MongoDB has announced the integration of search and vector search capabilities with MongoDB Community Edition and MongoDB Enterprise Server.
Previously, exclusively except for the fully managed Mongodb Atlas cloud platform, developers and organizations of all sizes now have access to previews of robust full-text search and vector search capabilities in the world's most popular modern database, with Mongodb's local, on-premises, and self-management offering. Starting today, these features have been made public for development and testing purposes.
Today's customers expect the latest real-time applications, high-performance, personalized. To meet these requirements, developers and businesses need comprehensive AI search and search tools integrated into the database where the data is stored. These native outbox search and AI-driven features include full-text, semantic search, and hybrid search to provide a highly accurate, intelligent, context-aware searched luxury generation (RAG) and agent AI user experience.
Allow millions of developers to build more powerful applications
Previously, search functionality had to be added to an external search engine or vector database to integrate into a self-managed MongoDB environment. Managing fragmented search stacks added complexity and risk, creating operational overheads that could lead to fragile extracts, transformation (ETL) pipelines, synchronization errors, and higher costs. This meant that developers needed to use and manage multiple systems from different vendors just to add search functionality.
Currently, with search and search capabilities directly integrated into MongoDB Community Edition and MongoDB Enterprise Server, developers and organizations are:
- Test and build AI applications locally: Vector Search enables semantic information search based on meaning encoded with vector embedding. This allows users to manage all dynamic AI applications that rely on unstructured data, such as text documents, images, videos, audio files, chat messages, and more, all locally or on-premises environments.
- Increase accuracy with hybrid search: Combine keywords and vector searches to return unified results from a single query for more accurate results. Developers who are critical to trusted agent solutions and AI applications can easily take advantage of this powerful feature directly through MongoDB's familiar query framework.
- Power AI Agent with Long-Term Memory: MongoDB's data acts as a long-term memory store for AI Agents, enabling accurate context-aware applications that can respond to real-world situations. Community Edition allows developers to easily prototype lag systems. Organizations built on Enterprise Server can safely ground AI agents with their own data about their own infrastructure.

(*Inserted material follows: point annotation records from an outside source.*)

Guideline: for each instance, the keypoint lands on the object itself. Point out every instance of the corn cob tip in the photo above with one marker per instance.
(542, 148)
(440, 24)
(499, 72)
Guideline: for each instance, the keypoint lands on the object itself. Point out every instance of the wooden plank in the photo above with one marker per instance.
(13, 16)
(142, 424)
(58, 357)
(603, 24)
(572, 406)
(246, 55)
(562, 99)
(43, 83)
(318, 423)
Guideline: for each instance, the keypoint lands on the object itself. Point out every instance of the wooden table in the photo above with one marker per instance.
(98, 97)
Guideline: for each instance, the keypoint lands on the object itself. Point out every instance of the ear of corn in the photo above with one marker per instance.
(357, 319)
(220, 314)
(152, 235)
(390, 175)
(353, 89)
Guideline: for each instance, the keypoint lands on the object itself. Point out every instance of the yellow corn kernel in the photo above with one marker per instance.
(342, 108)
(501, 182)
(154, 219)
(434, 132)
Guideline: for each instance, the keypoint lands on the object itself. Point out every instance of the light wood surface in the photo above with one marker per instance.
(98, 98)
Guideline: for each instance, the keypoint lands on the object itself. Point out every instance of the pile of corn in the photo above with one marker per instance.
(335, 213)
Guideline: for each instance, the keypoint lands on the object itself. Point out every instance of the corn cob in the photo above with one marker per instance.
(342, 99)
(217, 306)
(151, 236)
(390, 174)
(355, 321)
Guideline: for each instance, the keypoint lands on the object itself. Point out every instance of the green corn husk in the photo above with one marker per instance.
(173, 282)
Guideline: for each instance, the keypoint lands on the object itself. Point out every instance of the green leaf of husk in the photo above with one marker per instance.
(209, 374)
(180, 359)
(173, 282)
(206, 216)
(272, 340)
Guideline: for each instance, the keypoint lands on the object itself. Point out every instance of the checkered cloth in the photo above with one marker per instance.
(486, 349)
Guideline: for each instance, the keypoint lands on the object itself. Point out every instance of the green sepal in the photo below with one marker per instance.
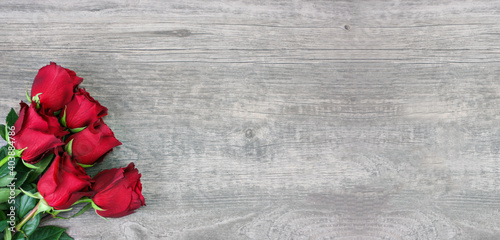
(88, 200)
(36, 99)
(77, 130)
(63, 118)
(27, 94)
(36, 195)
(5, 194)
(28, 165)
(40, 167)
(19, 152)
(69, 147)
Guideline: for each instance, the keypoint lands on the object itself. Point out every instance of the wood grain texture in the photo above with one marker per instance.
(282, 119)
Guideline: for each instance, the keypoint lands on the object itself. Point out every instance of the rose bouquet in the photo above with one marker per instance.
(55, 136)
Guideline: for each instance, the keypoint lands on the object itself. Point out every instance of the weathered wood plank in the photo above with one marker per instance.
(283, 119)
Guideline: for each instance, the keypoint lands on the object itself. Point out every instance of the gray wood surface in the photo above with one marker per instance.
(282, 119)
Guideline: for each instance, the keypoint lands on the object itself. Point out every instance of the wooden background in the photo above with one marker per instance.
(277, 119)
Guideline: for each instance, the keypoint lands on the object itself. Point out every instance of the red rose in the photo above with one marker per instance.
(93, 143)
(54, 86)
(83, 110)
(118, 191)
(36, 132)
(64, 183)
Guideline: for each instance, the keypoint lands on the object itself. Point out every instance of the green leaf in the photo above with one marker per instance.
(65, 236)
(3, 225)
(3, 131)
(63, 118)
(31, 225)
(4, 170)
(24, 204)
(6, 180)
(47, 233)
(8, 235)
(4, 206)
(5, 194)
(11, 118)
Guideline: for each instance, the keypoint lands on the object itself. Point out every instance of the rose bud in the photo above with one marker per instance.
(82, 111)
(53, 87)
(38, 133)
(118, 191)
(64, 183)
(91, 145)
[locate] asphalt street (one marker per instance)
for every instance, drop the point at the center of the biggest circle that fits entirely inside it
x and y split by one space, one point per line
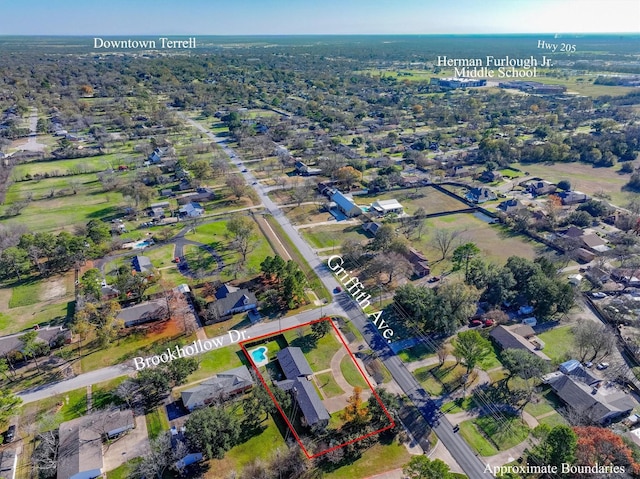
459 449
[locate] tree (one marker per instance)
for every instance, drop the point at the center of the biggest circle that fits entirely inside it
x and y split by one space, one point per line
321 328
237 185
593 341
558 447
179 369
9 403
421 467
242 229
522 363
471 347
355 413
444 240
154 385
212 430
14 260
463 255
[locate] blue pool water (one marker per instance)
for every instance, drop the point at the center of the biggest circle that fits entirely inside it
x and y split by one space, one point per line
259 355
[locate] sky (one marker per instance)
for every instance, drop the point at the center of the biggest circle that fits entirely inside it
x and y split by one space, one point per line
300 17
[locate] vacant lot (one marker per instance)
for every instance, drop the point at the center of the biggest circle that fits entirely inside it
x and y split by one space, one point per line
426 197
333 235
496 242
583 177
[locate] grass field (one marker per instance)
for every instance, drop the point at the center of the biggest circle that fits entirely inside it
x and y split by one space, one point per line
375 460
328 385
333 235
351 373
558 343
496 242
583 177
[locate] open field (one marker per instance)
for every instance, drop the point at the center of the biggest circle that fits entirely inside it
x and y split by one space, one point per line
426 197
495 241
333 235
583 177
41 301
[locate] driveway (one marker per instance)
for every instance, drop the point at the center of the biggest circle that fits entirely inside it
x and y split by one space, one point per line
131 445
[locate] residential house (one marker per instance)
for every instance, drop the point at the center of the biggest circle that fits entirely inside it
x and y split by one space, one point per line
231 300
594 243
385 207
540 187
572 197
511 206
480 195
372 227
345 204
191 210
518 337
145 312
80 442
590 397
297 371
583 255
53 336
418 261
490 176
142 264
8 463
220 387
305 170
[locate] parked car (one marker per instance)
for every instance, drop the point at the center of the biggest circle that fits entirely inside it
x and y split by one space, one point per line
10 434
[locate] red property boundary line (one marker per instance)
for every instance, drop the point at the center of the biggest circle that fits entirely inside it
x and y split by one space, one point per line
284 416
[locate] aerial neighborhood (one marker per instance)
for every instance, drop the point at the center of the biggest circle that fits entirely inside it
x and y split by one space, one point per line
181 212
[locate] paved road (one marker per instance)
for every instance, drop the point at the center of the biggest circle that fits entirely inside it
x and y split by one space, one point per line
459 449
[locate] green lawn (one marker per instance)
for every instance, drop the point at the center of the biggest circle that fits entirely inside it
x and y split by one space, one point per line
553 420
157 422
351 373
318 352
261 446
375 460
333 236
124 471
558 342
437 379
25 294
329 385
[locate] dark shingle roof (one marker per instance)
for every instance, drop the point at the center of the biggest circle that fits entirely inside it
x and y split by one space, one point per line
307 398
293 363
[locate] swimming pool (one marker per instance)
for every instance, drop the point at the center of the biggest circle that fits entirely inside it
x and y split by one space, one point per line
259 356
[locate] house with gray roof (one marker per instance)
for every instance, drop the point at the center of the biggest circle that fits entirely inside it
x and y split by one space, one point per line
146 312
80 442
590 397
142 264
345 204
220 387
231 300
298 373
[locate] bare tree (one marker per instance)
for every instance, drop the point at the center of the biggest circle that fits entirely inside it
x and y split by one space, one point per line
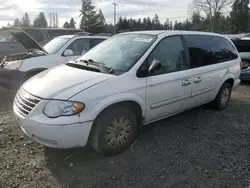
211 8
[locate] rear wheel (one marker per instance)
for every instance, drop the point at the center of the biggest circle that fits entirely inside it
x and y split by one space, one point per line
222 99
114 131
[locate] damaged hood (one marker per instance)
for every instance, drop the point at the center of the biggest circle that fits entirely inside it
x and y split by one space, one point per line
62 82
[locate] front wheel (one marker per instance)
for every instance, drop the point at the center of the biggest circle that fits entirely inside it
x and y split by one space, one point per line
114 131
222 99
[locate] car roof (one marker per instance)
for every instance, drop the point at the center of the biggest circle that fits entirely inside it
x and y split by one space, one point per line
84 36
172 32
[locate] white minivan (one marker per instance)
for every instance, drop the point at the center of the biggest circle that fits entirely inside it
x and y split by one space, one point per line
127 81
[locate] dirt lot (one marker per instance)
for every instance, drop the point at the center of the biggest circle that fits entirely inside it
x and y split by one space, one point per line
198 148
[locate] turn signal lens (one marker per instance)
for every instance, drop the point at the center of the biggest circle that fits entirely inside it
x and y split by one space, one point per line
79 107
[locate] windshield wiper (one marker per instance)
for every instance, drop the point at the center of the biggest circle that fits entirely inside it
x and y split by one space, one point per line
92 62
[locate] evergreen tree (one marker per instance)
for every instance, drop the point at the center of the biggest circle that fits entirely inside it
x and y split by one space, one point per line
167 24
72 23
149 25
25 20
17 23
171 27
196 21
156 23
240 16
144 23
66 25
89 17
40 21
100 21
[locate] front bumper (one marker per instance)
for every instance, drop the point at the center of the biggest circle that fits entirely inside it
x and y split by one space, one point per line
56 136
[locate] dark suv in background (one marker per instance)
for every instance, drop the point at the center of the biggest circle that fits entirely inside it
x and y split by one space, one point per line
10 45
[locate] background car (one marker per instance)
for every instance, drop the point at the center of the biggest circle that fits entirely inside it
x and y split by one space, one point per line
58 51
10 45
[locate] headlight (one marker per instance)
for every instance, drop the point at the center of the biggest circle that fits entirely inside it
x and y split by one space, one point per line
56 108
14 65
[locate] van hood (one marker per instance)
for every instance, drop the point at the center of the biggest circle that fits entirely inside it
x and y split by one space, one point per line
25 39
63 82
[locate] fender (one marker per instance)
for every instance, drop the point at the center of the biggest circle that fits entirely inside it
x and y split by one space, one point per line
99 107
228 75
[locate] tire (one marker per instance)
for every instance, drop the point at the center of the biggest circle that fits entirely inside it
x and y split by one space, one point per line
223 97
114 131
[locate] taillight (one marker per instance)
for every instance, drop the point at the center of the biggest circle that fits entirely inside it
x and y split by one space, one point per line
244 64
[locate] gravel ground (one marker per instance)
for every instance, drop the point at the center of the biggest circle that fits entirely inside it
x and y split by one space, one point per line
198 148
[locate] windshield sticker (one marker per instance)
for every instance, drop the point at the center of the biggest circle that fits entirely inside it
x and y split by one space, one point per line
143 40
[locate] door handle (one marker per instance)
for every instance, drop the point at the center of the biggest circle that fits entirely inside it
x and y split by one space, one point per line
197 79
186 82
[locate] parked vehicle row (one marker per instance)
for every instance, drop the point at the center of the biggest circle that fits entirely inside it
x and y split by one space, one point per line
129 80
58 51
10 45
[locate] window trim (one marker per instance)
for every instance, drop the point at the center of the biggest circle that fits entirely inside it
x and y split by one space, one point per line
71 43
92 39
220 37
186 58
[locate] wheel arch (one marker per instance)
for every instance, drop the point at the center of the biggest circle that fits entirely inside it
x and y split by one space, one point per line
132 101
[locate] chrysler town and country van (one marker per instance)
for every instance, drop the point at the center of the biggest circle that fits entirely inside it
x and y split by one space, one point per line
130 80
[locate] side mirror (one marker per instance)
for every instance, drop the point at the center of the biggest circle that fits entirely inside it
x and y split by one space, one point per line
68 52
155 64
84 52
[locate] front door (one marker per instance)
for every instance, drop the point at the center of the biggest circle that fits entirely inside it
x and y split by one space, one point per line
169 87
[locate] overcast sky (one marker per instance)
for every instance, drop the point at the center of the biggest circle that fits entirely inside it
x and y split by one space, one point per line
173 9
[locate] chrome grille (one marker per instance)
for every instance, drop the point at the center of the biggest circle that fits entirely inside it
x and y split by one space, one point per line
25 102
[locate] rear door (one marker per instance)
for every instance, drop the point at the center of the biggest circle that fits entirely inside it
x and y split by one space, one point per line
169 88
210 59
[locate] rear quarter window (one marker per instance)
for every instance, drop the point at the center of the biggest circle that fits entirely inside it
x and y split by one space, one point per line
207 50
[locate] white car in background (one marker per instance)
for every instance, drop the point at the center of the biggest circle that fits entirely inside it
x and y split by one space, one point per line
58 51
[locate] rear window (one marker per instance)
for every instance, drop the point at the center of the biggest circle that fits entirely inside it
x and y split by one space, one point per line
242 45
207 50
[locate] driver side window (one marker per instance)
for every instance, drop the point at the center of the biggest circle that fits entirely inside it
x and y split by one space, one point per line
79 46
171 54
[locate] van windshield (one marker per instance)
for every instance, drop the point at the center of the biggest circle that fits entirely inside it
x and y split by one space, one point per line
56 44
121 52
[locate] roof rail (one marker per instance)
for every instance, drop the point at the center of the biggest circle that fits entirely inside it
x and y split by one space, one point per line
103 34
84 33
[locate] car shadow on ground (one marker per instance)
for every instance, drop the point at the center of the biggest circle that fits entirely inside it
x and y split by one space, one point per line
189 149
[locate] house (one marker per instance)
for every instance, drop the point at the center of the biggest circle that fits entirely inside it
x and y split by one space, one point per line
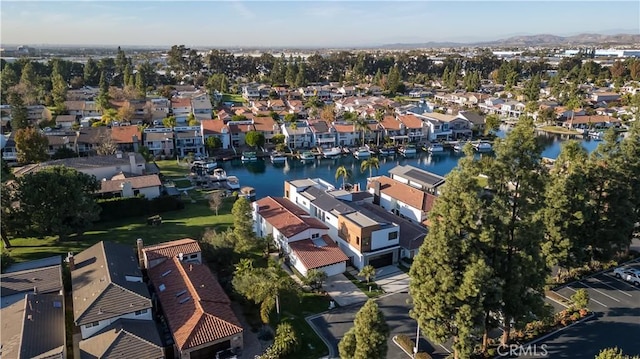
186 249
188 139
417 178
298 136
127 138
107 286
42 276
124 338
196 308
99 166
476 120
34 327
302 238
438 125
65 121
360 231
159 141
323 135
201 107
400 198
120 185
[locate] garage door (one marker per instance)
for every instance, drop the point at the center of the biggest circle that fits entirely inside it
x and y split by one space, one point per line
381 261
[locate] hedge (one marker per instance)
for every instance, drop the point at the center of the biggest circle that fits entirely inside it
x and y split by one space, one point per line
117 208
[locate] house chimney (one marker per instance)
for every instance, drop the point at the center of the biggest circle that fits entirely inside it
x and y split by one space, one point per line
70 260
139 246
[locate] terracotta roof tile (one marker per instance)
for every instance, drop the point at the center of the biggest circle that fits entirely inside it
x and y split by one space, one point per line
285 216
172 249
202 314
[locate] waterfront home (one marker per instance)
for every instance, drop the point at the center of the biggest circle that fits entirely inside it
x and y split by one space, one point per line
107 286
400 198
197 310
216 128
300 237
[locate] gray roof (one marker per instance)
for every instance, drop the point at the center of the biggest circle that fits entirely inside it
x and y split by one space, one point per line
34 327
100 287
14 285
124 338
411 234
420 176
38 263
327 202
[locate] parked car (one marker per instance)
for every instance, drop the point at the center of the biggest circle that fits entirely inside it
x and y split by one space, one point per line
628 274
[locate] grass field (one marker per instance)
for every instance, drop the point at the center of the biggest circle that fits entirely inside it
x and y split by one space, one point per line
191 222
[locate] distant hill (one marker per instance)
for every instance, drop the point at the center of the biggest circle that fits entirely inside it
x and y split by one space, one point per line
534 40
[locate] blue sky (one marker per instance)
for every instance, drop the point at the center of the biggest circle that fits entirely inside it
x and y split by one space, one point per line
311 23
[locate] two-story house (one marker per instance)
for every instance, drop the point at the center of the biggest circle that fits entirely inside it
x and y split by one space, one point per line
188 140
302 238
107 286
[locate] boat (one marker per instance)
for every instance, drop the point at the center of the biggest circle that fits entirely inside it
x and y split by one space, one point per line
435 148
233 182
307 156
333 152
220 174
249 157
482 146
278 157
362 152
408 150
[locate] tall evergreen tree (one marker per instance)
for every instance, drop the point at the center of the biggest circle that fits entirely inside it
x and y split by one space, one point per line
512 223
367 339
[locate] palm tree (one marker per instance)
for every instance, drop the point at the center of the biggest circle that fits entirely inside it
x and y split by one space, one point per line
343 172
370 163
368 272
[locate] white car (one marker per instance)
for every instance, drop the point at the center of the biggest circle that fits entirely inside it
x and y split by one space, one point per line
628 274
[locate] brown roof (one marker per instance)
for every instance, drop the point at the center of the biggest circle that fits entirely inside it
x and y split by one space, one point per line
202 313
137 182
124 134
172 249
405 193
411 121
286 217
318 253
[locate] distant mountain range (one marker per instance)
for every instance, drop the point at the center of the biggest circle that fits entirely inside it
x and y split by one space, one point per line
533 40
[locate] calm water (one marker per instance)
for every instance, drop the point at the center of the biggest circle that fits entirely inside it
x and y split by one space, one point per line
268 179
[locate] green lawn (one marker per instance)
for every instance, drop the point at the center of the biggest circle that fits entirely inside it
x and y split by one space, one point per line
189 222
558 129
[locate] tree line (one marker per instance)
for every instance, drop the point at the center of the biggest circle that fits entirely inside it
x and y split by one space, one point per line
490 250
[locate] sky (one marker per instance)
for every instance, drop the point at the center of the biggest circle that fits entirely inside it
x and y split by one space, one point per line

MongoDB is a unified document database that provides developers with the tools they need to build modern applications to handle all their use cases in one place. Today, Mongodb promotes this commitment with powerful search and search capabilities that help developers build intelligent AI applications to provide context related to their agent systems in their environment of choice.
MongoDB Partners validates new search capabilities in the Community Edition
Many MONGODB partners, including LANGCHAIN, work closely with providers of software development frameworks for building LLM-driven applications and MongoDB, including LlamainDex, an open source framework for LLM applications, including LLMAINDEX, to test search and vector search capabilities in the community version.
MongoDB Search and MongoDB Vector Search are available through Public Preview on MongoDB Community Edition and Enterprise Server. For more information, please see the Mongodb blog.
Devin Pratt, IDC Research Director
According to a 2025 IDC survey, over 74% of organizations will use a unified vector database to store and query vector embeddings within the Agent AI workflow. In a rapidly moving technology era driven by LLMS and AI applications, developers cannot afford to slow down with fragmented systems. Embedding searches and vector searches directly into the database gives you one less complexity to manage and you can concentrate on building intelligent applications.
Bencephalo, Mongodb Core Product Head and Senior Vice President
At Mongodb, we believe in empowering developers everywhere with the tools they need to build next-generation applications. By expanding the search and vector search capabilities, we offer developers the unparalleled flexibility to build their chosen environment with the ultimate customer guarantee that Mongodb Atlas' beloved core database and query capabilities are also freely available in the community. And once your applications are ready to market, you can easily migrate to a fully managed Mongodb Atlas platform for seamless scaling, multi-cloud flexibility and enterprise-grade security.
Harrison Chase, CEO, Run Chaine
MongoDB search and vector search are now accessible in the already popular Mongodb Community Edition. Now, customers can leverage Mongodb and Langchain in their deployment mode and their preferred environment to build cutting-edge LLM applications.
Jerry Liu, CEO of Llamaindex
I'm excited about the next interaction in the Mongodb Community Edition search experience. Customers want the utmost flexibility to run search and GEN AI-enabled applications, and providing this functionality to the community unlocks a whole new way to build and test anywhere.